Intels seem to lagg. Data center drives they say.

sko · Nov 15, 2023

msplsh said:
Sell me. I consider Samsung, as much as I don't trust them, top of the heap.

Micron, Kioxia and most brands that use their flash. contrary to samsung their endurance ratings are going up, while Samsung has reduced and sometimes even halved them with every new generation during the last few years...
Sandisk has been a solid contender in the enterprise segment, but I have absolutely no experience with their consumer drives.

Phishfry said:
You don't see this on there mid enterprise PM983 or high end PM1723.
Select-able sector size as found in smartctl.

True - but in the enterprise-segment pretty much all vendors support proper namespace management and different sector sizes - given the shitshow we saw with Samsung firmware (consumer AND enterprise) lately, I'd also rather invest my money on Micron or Kioxia there...
Our SAS SSDs are mainly Sandisk (because we got a *really* good deal on them) and they also have been absolutely reliable for several years now.

Depending on the use case WD is also quite good - we've been using WD blue NVMe since the 500 series and they have always been reliable and extremely power efficient and hence perfect for low-power and/or fanless desktops or embedded systems. The red NVMe (M.2) are OK given their price point, but run quite hot. I run 4 of those in my home server (jail/vm and poudriere pool), but in hindsight I'd rather go with Micron 7450s if I had to choose again.

msplsh · Nov 15, 2023

sko said:
Micron, Kioxia and most brands that use their flash.

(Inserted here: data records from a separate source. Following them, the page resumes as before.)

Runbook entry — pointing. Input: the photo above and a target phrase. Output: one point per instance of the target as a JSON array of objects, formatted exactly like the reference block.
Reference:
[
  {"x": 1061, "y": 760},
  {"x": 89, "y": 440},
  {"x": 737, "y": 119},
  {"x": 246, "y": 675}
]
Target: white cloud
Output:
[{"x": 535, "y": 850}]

Early SSDs and SandForce chipsets have taught me that simply making good flash doesn't mean you can make a good flash controller chipset. I view Kioxia as a flash vendor, not a reliable controller vendor. Apple uses them, but provides their own controller. I don't know anybody else I would consider reliable. Even Samsung and Micron have screwups, but the key is issuing updates quickly. Micron I'll agree with, but their stuff is merely... ok. Their product lines have become what I view as difficult to understand, which seems ominous.

Anyone who merely packages "good" flash with their own controller doesn't get a pass as "good" from me.